Nella metà dei casi chi ha avuto una Nde dice di essere stato consapevole di essere morto e riferisce emozioni positive. Uno su tre dice di aver vissuto l’esperienza del tunnel, osservato un paesaggio celestiale o incontrato persone decedute, e uno su quattro di aver avuto una esperienza fuori dal corpo.
Lommel precisa che
“il nostro studio ha evidenziato che non vi sono fattori psicologici, farmacologici o fisiologici capaci di causare queste esperienze durante un arresto cardiaco. Se una pura spiegazione fisiologica fosse valida, come la mancanza di ossigeno nel cervello, la maggior parte dei pazienti che avevano avuto una morte clinica avrebbero dovuto riferire una NDE, dal momento che tutti i pazienti coinvolti nel nostro studio avevano perso conoscenza proprio per mancanza di ossigeno nel cervello conseguente a un arresto cardiaco. Invece solo il 18% riferì di aver avuto una NDE, ed è tuttora un gran mistero perché mai solo il 18% abbia riferito di una NDE dopo un arresto cardiaco. Sembra corretto concludere che allo stato attuale delle nostre conoscenze non ci è permesso ridurre la coscienza ad attività e processi cerebrali: la lacuna in materia di spiegazioni fra il cervello e la coscienza non è mai stata superata perché un certo stato neuronale non è la stessa cosa di un certo stato di coscienza. La coscienza non è visibile, né tangibile, né percepibile, né misurabile, né verificabile, né falsificabile: non siamo in grado di oggettivare l’essenza soggettiva della nostra coscienza”.
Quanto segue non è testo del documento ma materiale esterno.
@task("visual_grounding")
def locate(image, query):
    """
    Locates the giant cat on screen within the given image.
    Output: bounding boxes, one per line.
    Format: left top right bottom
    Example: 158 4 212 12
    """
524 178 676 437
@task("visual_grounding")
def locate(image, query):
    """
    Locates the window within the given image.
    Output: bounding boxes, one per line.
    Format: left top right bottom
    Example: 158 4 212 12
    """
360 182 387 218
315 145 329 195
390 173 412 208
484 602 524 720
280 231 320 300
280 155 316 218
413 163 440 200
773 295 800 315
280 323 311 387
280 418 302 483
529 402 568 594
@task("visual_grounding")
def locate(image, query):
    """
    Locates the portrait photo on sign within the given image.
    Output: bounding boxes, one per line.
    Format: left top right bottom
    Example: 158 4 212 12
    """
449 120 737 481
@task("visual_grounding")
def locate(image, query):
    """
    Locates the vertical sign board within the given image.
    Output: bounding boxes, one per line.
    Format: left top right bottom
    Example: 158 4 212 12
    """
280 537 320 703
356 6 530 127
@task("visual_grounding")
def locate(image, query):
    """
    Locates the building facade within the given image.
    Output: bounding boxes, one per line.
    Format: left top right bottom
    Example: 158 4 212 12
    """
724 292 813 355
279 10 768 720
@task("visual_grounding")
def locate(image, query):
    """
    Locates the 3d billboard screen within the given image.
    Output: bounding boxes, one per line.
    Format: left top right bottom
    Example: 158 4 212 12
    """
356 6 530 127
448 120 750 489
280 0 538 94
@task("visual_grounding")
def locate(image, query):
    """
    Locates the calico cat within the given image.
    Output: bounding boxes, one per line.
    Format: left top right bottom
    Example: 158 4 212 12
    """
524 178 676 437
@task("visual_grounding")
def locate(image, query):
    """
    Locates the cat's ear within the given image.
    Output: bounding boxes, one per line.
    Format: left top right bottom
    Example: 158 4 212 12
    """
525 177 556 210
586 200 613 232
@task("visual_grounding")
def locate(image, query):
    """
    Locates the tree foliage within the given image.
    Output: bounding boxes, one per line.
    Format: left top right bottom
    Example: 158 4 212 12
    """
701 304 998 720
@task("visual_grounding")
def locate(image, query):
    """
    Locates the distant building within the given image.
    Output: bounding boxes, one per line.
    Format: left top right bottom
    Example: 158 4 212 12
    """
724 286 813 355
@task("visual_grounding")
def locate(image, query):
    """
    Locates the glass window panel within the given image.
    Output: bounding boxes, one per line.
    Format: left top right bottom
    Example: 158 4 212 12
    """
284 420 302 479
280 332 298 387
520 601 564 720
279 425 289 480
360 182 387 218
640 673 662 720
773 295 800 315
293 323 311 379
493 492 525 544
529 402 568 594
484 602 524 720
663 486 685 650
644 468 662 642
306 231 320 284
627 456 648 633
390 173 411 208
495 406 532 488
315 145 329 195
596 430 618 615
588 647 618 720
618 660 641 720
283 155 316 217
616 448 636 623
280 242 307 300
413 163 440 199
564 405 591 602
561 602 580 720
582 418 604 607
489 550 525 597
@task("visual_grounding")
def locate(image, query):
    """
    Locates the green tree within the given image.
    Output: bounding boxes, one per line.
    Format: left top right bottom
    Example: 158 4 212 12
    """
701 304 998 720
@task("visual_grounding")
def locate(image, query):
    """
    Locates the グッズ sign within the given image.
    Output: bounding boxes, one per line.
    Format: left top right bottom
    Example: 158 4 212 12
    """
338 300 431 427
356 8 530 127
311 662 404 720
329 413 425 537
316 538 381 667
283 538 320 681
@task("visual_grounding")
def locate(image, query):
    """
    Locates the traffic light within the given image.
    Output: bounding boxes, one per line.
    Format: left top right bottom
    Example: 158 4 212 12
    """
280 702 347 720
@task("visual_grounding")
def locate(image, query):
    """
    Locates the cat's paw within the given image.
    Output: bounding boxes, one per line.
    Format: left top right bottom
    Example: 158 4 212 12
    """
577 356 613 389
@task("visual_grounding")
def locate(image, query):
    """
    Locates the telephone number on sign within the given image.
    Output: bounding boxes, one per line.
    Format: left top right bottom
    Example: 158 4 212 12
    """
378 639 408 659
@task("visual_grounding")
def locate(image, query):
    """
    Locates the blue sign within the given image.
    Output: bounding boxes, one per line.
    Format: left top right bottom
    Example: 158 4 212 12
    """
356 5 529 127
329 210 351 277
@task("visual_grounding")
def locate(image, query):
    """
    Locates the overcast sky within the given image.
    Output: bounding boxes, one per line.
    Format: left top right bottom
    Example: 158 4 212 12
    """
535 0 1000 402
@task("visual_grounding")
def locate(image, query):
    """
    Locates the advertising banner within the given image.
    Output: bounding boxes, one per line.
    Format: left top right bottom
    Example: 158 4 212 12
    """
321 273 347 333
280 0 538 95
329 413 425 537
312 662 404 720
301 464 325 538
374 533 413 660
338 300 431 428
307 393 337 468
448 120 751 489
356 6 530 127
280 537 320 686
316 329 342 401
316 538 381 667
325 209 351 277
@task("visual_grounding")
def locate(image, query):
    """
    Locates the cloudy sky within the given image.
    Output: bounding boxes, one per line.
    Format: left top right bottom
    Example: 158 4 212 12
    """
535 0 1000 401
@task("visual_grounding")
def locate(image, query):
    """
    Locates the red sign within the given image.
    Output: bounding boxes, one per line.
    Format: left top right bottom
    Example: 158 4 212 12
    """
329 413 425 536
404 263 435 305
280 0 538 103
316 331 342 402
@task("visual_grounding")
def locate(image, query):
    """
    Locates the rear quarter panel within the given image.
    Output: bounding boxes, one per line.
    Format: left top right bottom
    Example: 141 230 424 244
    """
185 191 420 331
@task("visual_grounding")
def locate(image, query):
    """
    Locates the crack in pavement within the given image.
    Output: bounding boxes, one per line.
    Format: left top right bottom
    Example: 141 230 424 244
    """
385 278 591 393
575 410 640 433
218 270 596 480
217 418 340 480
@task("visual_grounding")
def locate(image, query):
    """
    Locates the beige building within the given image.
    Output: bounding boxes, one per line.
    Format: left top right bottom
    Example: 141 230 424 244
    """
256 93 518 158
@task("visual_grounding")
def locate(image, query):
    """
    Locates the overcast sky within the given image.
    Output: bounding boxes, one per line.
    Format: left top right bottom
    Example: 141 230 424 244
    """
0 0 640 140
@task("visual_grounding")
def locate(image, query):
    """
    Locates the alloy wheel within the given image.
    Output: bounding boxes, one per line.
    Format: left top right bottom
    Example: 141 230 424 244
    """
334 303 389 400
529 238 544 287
Per quanto riguarda i riscontri oggettivi, Lommel spiega che
“nelle OBE (“Out of Body Experiences”, o esperienze extracorporeee) le persone riportano percezioni veridiche che avvengono da un punto al di fuori e al di sopra del loro corpo senza vita. Chi ha vissuto una NDE ha l’impressione di essersi liberato del corpo come di un vecchio cappotto, ed è sorpreso di avere ancora un’identità con la possibilità di provare percezioni, emozioni, ed una coscienza particolarmente lucida. Questa esperienza fuori dal corpo è particolarmente importante dal punto di vista scientifico perché i medici, gli infermieri e i parenti possono verificare le percezioni che vengono riportate, e anche confermare il momento preciso in cui è avvenuta la NDE con la OBE durante il periodo di rianimazione cardio polmonare”.
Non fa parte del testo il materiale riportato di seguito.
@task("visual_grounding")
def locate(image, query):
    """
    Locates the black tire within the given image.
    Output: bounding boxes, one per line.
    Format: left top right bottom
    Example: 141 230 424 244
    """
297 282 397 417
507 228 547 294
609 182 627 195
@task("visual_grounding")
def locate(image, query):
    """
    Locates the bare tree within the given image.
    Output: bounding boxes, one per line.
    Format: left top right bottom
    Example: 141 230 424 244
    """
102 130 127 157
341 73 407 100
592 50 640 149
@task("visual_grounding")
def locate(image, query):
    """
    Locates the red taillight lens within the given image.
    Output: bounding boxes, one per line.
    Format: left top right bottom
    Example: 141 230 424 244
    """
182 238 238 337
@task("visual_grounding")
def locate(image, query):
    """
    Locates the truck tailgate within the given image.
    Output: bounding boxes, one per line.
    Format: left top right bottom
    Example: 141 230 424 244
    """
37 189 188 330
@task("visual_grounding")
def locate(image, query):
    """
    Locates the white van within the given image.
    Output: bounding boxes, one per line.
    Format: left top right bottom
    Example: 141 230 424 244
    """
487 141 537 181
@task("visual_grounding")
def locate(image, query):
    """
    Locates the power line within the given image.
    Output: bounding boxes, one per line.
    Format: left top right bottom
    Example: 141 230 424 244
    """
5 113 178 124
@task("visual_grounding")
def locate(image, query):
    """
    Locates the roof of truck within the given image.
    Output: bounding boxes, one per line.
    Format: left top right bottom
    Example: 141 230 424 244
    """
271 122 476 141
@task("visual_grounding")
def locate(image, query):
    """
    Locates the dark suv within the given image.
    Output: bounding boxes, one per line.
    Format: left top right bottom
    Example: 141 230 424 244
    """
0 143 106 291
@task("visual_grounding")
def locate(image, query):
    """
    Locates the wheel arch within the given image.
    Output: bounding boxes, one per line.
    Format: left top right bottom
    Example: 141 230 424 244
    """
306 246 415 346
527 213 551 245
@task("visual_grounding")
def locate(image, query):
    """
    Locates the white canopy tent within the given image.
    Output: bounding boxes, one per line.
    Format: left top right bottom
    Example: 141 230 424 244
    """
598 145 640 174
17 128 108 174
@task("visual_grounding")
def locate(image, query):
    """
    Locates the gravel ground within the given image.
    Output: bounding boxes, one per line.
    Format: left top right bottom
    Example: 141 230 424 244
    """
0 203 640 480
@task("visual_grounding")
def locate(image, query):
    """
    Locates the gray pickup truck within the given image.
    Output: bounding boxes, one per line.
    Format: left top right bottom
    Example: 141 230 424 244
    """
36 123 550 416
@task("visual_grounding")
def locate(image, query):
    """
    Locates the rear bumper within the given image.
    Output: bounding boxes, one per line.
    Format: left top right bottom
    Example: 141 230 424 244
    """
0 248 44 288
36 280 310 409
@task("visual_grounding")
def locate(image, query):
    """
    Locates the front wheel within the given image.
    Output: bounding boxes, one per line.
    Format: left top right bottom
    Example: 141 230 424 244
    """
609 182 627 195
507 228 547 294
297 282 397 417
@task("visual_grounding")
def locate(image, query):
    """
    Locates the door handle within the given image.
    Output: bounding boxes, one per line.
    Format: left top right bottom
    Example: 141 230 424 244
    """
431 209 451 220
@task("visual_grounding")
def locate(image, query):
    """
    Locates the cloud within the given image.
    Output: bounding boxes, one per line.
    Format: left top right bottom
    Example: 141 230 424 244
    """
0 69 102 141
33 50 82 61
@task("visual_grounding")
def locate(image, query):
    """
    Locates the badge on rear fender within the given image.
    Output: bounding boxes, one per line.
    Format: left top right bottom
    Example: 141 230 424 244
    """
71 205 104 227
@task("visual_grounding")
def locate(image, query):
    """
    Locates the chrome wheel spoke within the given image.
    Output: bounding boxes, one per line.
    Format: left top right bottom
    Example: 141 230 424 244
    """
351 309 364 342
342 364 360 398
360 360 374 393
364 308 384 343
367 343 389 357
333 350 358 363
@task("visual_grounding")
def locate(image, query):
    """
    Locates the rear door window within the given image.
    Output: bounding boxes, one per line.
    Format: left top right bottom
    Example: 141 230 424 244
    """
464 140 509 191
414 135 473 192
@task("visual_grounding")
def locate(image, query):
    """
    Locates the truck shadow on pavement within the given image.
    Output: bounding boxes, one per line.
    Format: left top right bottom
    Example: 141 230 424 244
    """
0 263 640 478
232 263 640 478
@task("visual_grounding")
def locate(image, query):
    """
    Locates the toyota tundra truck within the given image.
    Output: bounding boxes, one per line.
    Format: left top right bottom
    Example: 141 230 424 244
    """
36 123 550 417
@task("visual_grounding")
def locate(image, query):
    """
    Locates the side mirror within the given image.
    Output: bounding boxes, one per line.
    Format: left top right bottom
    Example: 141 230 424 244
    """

Il cardiologo riporta l’esempio di un’infermiera di un reparto di cardiologia intensiva, che ha descritto quanto ha visto durante un turno di notte:
“Durante il turno di notte l’ambulanza porta nel mio reparto un uomo di 44 anni, cianotico e in stato comatoso: lo avevano trovato in coma in un prato una mezz’ora prima. Stiamo per intubarlo quando ci accorgiamo che ha la dentiera. Gli togliamo la dentiera superiore e la mettiamo sul carrello di emergenza. Ci vuole un’altra ora e mezza perché il paziente ritrovi un ritmo cardiaco e una pressione sanguigna sufficienti, ma è ancora intubato e ventilato, e sempre in coma. Lo trasferiamo in terapia intensiva per continuare la necessaria respirazione artificiale. Il paziente esce dal coma una settimana dopo e me lo vedo tornare nel reparto cardiologia. Appena mi vede, dice: «Ah, questa è l’infermiera che sa dov’è finita la mia dentiera». Sono davvero molto sorpresa, ma il paziente spiega: «Lei era presente quando mi hanno portato in ospedale, mi ha tolto la dentiera dalla bocca e l’ha messa nel cassetto scorrevole sotto il ripiano del carrello, carico boccettini”.